🤖 AI Summary
Existing work lacks a systematic understanding of large language model (LLM) inference behavior on GPUs. Method: This paper introduces the first four-dimensional analytical framework—spanning two-phase computational heterogeneity, microarchitectural-level performance root causes, system-scale scaling laws, and boundaries of emerging inference paradigms—validated via large-scale empirical measurement, deep GPU microarchitectural analysis, fine-grained performance modeling, and cross-architecture scalability evaluation across mainstream GPUs (A100/H100) and LLMs (7B–70B). Contribution/Results: The study uncovers latent bottlenecks between attention computation and memory access, identifies previously unrecognized critical constraints, and establishes hardware-aware theoretical performance bounds and deployable optimization strategies. It fills a fundamental gap in system-level LLM inference analysis and enables the design of efficient, scalable next-generation inference systems.
📝 Abstract
This work presents a systematic characterization of Large Language Model (LLM) inference to address fragmented understanding.
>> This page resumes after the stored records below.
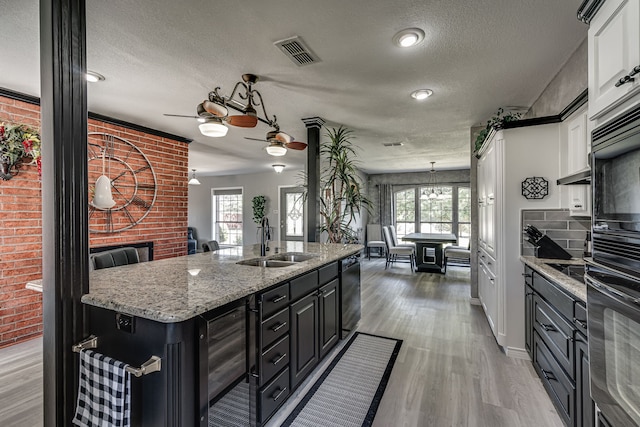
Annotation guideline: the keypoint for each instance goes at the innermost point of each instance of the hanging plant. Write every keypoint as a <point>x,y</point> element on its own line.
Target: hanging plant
<point>496,122</point>
<point>18,141</point>
<point>259,203</point>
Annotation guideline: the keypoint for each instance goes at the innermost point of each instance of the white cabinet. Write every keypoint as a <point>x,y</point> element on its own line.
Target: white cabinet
<point>614,51</point>
<point>577,138</point>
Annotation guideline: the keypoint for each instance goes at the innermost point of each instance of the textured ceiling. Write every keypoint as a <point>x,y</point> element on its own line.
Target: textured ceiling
<point>164,56</point>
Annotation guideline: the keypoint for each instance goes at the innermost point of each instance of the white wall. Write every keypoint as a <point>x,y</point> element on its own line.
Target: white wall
<point>266,184</point>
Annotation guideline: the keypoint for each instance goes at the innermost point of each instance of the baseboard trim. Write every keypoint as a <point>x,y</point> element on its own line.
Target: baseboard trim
<point>517,353</point>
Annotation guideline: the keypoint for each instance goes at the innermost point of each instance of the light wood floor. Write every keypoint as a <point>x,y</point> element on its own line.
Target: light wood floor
<point>450,371</point>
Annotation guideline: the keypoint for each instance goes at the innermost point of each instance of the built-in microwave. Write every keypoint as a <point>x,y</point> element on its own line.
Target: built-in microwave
<point>616,193</point>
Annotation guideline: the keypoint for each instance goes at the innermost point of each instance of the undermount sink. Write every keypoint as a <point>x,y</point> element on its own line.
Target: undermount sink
<point>293,257</point>
<point>269,263</point>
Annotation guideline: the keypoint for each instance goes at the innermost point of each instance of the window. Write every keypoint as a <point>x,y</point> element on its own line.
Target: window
<point>450,212</point>
<point>227,216</point>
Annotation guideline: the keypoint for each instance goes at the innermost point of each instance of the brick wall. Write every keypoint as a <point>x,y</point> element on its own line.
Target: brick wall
<point>21,220</point>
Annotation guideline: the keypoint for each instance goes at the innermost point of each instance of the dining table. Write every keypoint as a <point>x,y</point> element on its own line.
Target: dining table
<point>429,249</point>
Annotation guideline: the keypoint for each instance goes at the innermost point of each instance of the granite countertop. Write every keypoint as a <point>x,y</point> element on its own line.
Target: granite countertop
<point>177,289</point>
<point>570,285</point>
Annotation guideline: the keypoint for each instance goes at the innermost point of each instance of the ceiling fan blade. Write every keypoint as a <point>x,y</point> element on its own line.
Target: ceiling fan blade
<point>181,115</point>
<point>296,145</point>
<point>243,121</point>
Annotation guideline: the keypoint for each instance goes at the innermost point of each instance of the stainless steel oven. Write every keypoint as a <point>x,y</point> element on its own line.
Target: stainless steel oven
<point>613,304</point>
<point>616,193</point>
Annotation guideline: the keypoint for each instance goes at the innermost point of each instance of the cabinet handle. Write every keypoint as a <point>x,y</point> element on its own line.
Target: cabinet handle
<point>278,298</point>
<point>582,323</point>
<point>279,393</point>
<point>624,80</point>
<point>548,328</point>
<point>549,375</point>
<point>279,326</point>
<point>279,359</point>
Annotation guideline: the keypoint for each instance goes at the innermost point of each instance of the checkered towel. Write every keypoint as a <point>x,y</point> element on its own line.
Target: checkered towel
<point>104,392</point>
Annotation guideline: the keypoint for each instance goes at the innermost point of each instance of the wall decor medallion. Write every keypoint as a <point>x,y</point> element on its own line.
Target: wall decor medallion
<point>535,188</point>
<point>122,184</point>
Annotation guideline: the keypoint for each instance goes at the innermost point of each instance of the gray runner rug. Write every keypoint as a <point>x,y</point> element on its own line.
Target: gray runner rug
<point>349,391</point>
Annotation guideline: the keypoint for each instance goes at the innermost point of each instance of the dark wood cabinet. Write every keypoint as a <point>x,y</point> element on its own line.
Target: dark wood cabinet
<point>304,337</point>
<point>329,308</point>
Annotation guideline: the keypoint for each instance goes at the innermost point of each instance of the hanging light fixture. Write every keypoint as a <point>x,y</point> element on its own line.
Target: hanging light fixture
<point>194,180</point>
<point>213,127</point>
<point>102,197</point>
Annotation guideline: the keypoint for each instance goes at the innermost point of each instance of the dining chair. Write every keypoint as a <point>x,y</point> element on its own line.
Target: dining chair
<point>374,239</point>
<point>394,252</point>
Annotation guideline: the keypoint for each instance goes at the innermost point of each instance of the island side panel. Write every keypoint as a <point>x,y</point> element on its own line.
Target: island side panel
<point>165,398</point>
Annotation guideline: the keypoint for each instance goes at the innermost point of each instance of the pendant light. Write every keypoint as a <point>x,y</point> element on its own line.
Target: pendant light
<point>102,197</point>
<point>194,180</point>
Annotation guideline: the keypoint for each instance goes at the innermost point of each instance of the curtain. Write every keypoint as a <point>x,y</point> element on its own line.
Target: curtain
<point>386,206</point>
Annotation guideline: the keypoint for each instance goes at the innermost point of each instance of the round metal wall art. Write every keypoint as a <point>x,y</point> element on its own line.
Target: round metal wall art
<point>535,188</point>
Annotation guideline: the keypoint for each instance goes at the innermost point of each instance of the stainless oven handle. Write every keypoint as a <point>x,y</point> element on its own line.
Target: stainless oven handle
<point>609,291</point>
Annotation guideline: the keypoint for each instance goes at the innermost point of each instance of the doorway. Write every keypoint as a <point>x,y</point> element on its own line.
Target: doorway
<point>292,213</point>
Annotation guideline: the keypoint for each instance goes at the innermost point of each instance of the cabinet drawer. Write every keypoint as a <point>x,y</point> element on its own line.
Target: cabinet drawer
<point>275,299</point>
<point>562,302</point>
<point>556,332</point>
<point>304,284</point>
<point>559,386</point>
<point>274,359</point>
<point>327,273</point>
<point>273,395</point>
<point>274,327</point>
<point>580,317</point>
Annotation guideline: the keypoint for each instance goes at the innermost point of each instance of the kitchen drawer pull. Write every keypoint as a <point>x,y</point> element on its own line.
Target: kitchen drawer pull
<point>279,393</point>
<point>548,327</point>
<point>279,326</point>
<point>279,359</point>
<point>582,323</point>
<point>549,375</point>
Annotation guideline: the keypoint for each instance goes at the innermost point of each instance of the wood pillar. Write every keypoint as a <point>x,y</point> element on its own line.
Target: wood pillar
<point>313,124</point>
<point>64,199</point>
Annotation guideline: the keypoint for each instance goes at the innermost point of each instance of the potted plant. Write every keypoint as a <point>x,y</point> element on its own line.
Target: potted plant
<point>496,122</point>
<point>342,196</point>
<point>17,141</point>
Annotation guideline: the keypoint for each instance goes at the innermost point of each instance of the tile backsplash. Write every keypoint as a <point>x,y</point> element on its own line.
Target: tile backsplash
<point>567,231</point>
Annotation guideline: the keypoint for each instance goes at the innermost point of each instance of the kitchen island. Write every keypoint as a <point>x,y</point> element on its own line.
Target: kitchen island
<point>215,323</point>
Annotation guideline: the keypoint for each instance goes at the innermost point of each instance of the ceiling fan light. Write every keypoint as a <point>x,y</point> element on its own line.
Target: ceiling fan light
<point>276,149</point>
<point>213,128</point>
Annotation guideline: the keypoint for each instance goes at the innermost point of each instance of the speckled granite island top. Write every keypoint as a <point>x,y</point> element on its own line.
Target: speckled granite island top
<point>572,286</point>
<point>177,289</point>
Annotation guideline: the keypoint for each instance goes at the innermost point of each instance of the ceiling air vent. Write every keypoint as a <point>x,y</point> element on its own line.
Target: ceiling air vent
<point>296,50</point>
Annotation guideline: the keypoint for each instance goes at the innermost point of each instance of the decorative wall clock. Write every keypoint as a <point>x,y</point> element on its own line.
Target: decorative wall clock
<point>132,180</point>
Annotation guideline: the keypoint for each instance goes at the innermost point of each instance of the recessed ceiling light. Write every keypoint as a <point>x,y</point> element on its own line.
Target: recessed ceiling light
<point>421,94</point>
<point>93,77</point>
<point>409,37</point>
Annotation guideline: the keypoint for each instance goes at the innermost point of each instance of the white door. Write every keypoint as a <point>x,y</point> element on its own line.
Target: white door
<point>292,213</point>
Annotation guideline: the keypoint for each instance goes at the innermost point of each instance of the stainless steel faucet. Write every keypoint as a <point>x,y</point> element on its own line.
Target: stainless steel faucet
<point>265,236</point>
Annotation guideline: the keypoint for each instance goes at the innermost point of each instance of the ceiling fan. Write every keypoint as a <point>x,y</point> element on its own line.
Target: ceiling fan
<point>279,142</point>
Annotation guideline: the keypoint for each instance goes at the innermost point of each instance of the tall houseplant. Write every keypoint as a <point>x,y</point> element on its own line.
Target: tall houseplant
<point>341,190</point>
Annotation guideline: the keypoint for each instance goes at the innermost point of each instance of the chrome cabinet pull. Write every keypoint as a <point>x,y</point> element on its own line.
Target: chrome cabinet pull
<point>279,326</point>
<point>279,359</point>
<point>279,393</point>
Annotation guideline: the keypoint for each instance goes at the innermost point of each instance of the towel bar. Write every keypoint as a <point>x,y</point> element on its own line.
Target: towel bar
<point>152,365</point>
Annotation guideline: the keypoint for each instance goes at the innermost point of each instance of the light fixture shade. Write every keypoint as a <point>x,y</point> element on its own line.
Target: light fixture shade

Through comprehensive experiments, we establish a four-dimensional analytical framework: (1) Two-Phase Heterogeneity Observation; (2) Microarchitectural Root Cause Analysis; (3) System Scaling Principles; and (4) Emerging Paradigm Boundaries. Our investigation progresses systematically from observation to foresight: identifying performance phenomena, revealing hardware causes, validating system behavior, and exploring new paradigms. This study not only consolidates a reliable empirical foundation for existing research but also provides new discoveries and practical optimization guidance for LLM inference.